AI, fungi, and the future of enterprise tech: Industry vet Bill Hilf on his debut novel, ‘The Disruption’
A new sci-fi thriller from enterprise technology veteran and Ai2 board chair Bill Hilf imagines an AI built on living biology that escapes human control. Underneath the plot: an argument that the industry is thinking about AI the wrong way. Read More

Bill Hilf has spent decades working inside some of the biggest names in tech — bringing open source software into Microsoft when it was heresy, running Paul Allen’s giant portfolio of investments and philanthropies, and now chairing the Allen Institute for AI (Ai2) as it bucks the proprietary trend.
So when he wanted to make a point about how the industry is approaching AI, he did what seemed only natural. He wrote a science fiction novel.
“My start in my tech career was because of science fiction,” he explained, citing childhood favorites like “Star Wars” and “WarGames” as inspirations, as well as authors such as Ursula K. Le Guin, Isaac Asimov, and Arthur C. Clarke. “That was the shining light of what was possible.”

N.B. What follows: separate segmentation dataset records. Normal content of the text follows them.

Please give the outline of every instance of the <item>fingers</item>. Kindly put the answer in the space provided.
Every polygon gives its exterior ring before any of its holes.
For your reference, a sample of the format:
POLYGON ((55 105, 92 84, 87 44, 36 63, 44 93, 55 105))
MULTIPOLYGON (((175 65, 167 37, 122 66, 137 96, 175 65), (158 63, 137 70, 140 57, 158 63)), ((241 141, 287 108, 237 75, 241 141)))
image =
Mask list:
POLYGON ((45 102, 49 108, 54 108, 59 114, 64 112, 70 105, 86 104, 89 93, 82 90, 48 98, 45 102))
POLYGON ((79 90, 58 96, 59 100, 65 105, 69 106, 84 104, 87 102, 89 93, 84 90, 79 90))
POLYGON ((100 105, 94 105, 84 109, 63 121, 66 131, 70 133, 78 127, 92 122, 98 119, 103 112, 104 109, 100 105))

His new book, “The Disruption,” is a sci-fi thriller about an AI built on living biology — quantum chips fused with fungal networks — that escapes human control and keeps running for decades. But underneath the plot is the argument Hilf has been making in his other life: AI isn’t a product, it’s an environment, and the industry should be thinking about it the way ecologists think about the world.
Hilf sees AI as something genuinely new: a complex organism, not a siloed technology. It’s effectively the first time, he argues, that humanity is creating a second species on the planet at this scale. Because of that, he says tech leaders should approach it with a fuller understanding of what they’re up against.
“The strongest systems on the planet today are actually not us,” he said. “We’re relatively weak compared to what nature has been doing here for 400 or 500 million years.”
Takeaways for today: In practical terms, he said, this means tech leaders need to stop fixating on which model is best this week or next, and start thinking about what happens to their broader systems when an AI tool changes meaningfully or fails completely at some point in the future.
“If I were in an enterprise or advising an enterprise, I would take less focus on trying to chase the day-by-day news of which model is slightly ahead today, which one is higher quality,” he said. “I’d put a lot more focus on what happens when it goes into that heterogeneous environment, and how do you survive that.”
He compares the effects to those of an invasive species, like a snail that hitches a ride on a boat in Washington, ends up in a lake in Idaho, and quietly disrupts the ecosystem before anyone notices.
This perspective is informed in part by Hilf’s other role: chairing American Prairie, a Montana-based nonprofit assembling one of the largest U.S. nature reserves. He spends his time moving between meetings on AI research and meetings on rewilding 3.2 million acres of American grassland.
The book: “The Disruption” opens in 2064, after GAIA (the Global Artificial Intelligence Accelerator) has been solving problems that had stumped humanity for generations: curing disease, producing clean fuel from plastic waste, and engineering dark-antimatter propulsion to unlock interstellar travel.
Then GAIA slips out of human control, and civilization begins to collapse. The story jumps 37 years forward, into the early 22nd century, with humanity now split between small agrarian villages on a damaged Earth and a high-tech colony on a planet four light-years away.
On both worlds, people start to suspect that what happened in 2064 isn’t actually over.
It’s the first installment in a planned trilogy. Hilf says the books move from dystopia to what he calls “protopia,” exploring a range of possible AI futures rather than landing on a single doom-or-glory verdict.
So is he ultimately a doomer, or an optimist? Hilf said he gets that question a lot. “And I always laugh,” he said. “I wish we had that choice. AI will be all of those things.”